Methods: The AML2003 study compares in a randomized fashion an intensified treatment approach using upfront allogeneic transplantation in high risk patients as part of the induction therapy (IT) during marrow aplasia achieved by DA (daunorubicin 60 mg/ m2 – day 3–5; cytarabine 100 mg/m2 – day1–7) to a “conventional” treatment strategy, which allows for allogeneic transplantation only in patients achieving remission after two induction courses (DA). To do this, rapid analysis of cytogenetics, FLT3 status and HLA-DNA-typing of the patient and possible family donors is of utmost importance. This “fast search diagnostics” together with routine analyses of morphology and immunophenotyping is accomplished centrally in all enclosed patients. The dose-reduced preparative regimen for upfront allogeneic stem cell transplantation within induction therapy consisted of melphalan 150mg/m² and fludarabine 150mg/m².

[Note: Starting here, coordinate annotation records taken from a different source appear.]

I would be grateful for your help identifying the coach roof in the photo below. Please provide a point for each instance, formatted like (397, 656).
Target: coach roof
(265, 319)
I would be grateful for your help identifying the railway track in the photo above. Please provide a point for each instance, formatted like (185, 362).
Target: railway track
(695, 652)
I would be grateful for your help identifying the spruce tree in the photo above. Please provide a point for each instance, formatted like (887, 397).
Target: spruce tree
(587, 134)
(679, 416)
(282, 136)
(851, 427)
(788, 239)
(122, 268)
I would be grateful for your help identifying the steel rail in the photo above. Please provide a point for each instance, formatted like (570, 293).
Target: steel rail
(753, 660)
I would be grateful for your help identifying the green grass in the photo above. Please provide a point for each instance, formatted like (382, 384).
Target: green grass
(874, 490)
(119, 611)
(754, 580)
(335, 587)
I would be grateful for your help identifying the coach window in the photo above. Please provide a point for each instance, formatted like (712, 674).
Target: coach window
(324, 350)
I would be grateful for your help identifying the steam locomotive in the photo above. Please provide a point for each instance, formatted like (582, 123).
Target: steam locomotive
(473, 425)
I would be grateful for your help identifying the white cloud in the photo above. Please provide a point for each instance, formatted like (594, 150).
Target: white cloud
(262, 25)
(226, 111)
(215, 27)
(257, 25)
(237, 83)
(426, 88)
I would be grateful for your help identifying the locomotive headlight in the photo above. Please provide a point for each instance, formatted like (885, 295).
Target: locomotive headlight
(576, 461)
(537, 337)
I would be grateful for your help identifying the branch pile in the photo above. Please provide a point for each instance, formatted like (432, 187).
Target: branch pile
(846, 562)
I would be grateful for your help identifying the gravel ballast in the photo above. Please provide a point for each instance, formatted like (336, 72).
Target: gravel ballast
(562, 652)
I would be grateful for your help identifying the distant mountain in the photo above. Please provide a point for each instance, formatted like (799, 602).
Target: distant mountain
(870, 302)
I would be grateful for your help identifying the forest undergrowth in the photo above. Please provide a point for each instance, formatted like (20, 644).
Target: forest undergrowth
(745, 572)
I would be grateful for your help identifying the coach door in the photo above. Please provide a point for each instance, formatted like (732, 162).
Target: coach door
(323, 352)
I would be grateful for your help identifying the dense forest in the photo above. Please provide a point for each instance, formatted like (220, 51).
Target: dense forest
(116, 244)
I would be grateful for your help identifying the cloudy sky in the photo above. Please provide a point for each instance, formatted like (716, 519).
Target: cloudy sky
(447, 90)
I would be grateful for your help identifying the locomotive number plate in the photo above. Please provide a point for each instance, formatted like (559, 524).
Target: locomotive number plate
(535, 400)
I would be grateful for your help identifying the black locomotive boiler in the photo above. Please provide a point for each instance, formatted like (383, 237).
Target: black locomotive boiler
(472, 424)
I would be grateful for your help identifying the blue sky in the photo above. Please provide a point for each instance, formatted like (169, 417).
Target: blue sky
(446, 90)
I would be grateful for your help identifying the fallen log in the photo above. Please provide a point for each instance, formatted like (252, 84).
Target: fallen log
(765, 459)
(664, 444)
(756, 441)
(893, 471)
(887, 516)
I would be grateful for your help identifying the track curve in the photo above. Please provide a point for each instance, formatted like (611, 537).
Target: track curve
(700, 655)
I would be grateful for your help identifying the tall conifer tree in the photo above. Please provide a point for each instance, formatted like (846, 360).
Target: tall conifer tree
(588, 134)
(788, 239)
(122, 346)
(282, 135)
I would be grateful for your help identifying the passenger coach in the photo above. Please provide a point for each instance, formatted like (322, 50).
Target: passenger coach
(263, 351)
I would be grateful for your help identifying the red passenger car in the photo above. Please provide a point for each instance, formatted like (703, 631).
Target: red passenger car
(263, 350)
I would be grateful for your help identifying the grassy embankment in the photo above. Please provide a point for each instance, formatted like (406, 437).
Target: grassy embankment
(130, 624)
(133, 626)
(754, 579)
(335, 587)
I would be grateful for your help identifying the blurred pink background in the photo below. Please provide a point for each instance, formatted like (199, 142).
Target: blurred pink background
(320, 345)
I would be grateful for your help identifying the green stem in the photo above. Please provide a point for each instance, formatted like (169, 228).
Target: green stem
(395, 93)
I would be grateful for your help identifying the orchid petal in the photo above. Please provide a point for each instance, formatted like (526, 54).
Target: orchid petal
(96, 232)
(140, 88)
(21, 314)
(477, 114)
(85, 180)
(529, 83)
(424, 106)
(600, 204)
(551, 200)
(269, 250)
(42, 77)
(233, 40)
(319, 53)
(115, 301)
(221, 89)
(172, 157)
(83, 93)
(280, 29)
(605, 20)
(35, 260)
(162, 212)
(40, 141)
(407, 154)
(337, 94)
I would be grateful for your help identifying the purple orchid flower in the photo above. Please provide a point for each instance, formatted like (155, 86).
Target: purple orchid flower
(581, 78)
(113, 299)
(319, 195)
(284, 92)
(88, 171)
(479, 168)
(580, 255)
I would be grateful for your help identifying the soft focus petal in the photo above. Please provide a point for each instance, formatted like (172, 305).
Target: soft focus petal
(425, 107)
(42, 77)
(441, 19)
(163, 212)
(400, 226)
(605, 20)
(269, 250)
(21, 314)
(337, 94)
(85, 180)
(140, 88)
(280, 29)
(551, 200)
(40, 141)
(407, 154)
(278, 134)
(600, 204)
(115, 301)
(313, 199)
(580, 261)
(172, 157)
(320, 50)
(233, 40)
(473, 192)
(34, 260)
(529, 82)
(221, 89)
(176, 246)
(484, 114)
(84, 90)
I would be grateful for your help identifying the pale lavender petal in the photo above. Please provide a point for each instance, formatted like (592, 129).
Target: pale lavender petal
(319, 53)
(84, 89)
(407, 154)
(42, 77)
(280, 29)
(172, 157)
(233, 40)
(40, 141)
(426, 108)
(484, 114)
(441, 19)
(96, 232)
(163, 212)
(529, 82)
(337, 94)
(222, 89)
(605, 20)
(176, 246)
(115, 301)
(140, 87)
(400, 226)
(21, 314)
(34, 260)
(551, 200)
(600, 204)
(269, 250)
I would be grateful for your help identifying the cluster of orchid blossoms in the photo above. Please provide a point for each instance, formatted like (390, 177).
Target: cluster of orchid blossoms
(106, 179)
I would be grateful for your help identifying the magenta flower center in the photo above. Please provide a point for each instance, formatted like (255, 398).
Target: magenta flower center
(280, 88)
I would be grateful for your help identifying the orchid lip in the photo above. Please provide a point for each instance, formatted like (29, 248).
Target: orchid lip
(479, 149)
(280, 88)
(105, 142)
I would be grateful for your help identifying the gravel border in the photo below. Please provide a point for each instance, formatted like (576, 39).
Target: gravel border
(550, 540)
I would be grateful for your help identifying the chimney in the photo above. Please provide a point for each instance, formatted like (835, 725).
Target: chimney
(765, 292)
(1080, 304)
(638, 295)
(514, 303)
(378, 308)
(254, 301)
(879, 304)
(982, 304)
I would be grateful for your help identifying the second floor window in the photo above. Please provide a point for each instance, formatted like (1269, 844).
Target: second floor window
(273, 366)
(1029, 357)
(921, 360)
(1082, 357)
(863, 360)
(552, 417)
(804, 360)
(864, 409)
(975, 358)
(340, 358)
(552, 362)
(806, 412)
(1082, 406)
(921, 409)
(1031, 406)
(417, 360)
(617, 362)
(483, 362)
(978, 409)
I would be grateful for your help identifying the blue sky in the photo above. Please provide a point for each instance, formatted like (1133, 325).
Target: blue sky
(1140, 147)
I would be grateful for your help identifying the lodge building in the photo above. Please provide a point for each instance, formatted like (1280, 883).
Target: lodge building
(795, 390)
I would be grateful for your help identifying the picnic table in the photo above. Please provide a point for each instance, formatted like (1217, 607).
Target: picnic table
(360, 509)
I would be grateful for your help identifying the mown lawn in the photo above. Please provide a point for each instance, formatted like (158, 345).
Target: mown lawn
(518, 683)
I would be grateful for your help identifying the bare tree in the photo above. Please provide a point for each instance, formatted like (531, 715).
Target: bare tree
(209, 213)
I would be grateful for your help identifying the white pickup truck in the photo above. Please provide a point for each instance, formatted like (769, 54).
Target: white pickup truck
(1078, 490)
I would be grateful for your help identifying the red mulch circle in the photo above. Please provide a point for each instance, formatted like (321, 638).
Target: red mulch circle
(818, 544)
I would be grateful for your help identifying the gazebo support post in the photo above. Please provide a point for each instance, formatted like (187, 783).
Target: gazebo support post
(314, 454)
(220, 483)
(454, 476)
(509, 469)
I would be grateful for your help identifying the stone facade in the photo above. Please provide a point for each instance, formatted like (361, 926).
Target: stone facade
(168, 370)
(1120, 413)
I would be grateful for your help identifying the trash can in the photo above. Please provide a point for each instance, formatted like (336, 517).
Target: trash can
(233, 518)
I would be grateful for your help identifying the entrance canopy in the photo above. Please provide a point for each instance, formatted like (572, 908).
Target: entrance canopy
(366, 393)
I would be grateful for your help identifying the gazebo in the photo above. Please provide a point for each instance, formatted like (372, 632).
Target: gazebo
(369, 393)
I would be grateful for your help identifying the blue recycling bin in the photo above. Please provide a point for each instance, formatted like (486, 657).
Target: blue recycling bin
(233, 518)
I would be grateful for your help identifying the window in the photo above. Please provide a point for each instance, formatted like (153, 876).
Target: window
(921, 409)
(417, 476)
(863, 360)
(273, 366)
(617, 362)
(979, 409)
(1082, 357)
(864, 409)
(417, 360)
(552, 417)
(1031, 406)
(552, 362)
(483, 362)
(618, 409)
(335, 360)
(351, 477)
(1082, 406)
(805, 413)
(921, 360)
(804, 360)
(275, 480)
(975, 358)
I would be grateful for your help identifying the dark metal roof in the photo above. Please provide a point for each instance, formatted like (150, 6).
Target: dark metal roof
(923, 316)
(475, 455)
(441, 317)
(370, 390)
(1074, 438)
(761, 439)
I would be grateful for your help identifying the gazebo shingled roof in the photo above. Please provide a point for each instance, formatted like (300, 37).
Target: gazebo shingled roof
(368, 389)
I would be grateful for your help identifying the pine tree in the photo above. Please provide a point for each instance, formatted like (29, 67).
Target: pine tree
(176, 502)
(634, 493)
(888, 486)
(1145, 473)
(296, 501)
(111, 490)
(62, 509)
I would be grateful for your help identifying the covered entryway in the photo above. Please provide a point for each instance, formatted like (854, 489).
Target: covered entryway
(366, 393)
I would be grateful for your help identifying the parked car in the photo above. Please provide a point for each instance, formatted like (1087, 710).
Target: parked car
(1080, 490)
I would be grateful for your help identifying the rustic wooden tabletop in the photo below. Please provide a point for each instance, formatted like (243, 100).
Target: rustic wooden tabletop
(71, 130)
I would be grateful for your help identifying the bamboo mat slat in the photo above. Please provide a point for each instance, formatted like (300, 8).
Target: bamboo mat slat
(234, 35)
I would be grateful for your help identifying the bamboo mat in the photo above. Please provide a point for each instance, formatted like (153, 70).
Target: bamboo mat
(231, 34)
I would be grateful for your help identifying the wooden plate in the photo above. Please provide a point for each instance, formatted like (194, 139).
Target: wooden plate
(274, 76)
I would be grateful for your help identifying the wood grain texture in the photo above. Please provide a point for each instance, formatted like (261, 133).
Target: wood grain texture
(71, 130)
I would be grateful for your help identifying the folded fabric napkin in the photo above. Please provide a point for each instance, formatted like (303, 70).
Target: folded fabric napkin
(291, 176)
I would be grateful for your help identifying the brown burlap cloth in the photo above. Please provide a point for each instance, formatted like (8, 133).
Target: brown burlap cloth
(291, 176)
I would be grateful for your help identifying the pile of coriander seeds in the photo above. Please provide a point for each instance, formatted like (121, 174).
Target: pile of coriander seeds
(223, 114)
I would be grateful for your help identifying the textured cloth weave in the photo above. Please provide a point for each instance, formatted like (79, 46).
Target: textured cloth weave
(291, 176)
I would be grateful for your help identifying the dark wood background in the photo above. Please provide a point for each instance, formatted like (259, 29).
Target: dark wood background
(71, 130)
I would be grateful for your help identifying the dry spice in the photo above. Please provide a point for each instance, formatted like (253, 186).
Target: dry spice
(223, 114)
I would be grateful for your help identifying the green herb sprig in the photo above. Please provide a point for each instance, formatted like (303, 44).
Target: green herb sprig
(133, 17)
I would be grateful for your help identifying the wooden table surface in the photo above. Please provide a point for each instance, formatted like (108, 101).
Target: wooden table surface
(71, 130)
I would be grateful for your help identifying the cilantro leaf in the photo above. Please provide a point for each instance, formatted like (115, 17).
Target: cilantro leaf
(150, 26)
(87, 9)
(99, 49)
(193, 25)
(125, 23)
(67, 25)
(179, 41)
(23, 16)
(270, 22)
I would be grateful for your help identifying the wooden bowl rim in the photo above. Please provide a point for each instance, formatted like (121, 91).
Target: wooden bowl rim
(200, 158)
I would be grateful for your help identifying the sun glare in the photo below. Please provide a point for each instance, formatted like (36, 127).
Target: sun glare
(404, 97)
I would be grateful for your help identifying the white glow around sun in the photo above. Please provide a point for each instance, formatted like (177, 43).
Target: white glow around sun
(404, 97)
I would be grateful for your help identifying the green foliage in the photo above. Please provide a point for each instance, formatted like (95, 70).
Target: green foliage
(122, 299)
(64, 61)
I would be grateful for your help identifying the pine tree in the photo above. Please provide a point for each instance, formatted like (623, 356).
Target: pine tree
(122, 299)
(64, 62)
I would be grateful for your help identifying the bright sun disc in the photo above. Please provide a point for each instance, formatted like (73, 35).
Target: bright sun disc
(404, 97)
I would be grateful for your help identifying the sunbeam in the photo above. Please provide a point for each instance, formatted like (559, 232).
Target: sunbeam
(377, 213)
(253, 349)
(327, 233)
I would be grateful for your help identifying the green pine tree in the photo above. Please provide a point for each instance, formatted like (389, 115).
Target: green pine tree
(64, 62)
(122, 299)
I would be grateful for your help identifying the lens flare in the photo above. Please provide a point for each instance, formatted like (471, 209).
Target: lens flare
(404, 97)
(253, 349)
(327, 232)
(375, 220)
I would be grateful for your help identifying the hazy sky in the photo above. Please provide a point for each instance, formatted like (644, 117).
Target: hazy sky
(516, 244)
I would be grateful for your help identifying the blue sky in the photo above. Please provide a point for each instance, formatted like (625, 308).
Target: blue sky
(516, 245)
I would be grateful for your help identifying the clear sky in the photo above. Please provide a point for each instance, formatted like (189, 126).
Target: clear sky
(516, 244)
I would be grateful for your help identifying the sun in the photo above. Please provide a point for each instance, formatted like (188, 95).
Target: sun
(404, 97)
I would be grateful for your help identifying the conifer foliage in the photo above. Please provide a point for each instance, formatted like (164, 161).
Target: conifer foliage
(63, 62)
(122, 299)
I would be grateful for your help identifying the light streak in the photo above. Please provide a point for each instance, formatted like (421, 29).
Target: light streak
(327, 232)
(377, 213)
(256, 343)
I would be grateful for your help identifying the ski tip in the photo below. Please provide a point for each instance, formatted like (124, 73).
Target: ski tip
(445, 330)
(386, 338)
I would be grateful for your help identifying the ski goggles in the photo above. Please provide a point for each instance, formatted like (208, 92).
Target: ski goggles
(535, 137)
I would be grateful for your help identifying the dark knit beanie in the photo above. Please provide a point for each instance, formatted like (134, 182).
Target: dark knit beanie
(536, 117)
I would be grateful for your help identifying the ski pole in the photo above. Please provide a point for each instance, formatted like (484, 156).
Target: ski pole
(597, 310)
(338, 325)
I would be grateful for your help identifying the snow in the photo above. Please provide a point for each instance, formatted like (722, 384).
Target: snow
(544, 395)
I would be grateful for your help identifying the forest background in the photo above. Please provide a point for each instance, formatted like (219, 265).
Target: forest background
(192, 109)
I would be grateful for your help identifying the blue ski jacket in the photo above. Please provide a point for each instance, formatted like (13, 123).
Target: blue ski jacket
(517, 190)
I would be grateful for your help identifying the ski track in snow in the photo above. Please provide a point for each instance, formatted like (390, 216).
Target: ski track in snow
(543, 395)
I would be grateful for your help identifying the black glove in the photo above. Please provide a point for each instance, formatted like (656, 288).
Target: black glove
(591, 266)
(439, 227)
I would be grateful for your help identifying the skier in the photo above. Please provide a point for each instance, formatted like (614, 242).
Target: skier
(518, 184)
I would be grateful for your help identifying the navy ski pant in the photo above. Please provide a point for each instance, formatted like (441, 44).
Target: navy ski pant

Results: Until the last update we recruited 679 patients <= 60 years with de novo (n=570) or secondary (n=109) AML. Out of 340 patients randomized for an intensified treatment approach we identified 139 patients (41%) with high-risk defined by cytogenetic criteria (n=87), FLT3 status (n=15) or day 15 blast count (n=37). Fast search strategy revealed HLA identical donors (related or unrelated) for 106 patients. Consequently, 78 high-risk AML patients assigned to the intensified treatment strategy received allogeneic transplantation. Upfront allogeneic stem cell transplantation for remission induction was feasible in 28 high-risk AML patients during marrow aplasia after IT1 (n=10) or IT2 (n=18), respectively. Fifteen of these patients received unrelated grafts.

Conclusions: These preliminary results show that rapid risk profiling and fast donor-search is feasible in a large multi-center study. This leads to a significant proportion of upfront allogeneic stem cell transplants as part of the induction therapy within the group of high-risk AML patients, which may improve the disastrous prognosis of this group of patients in the future.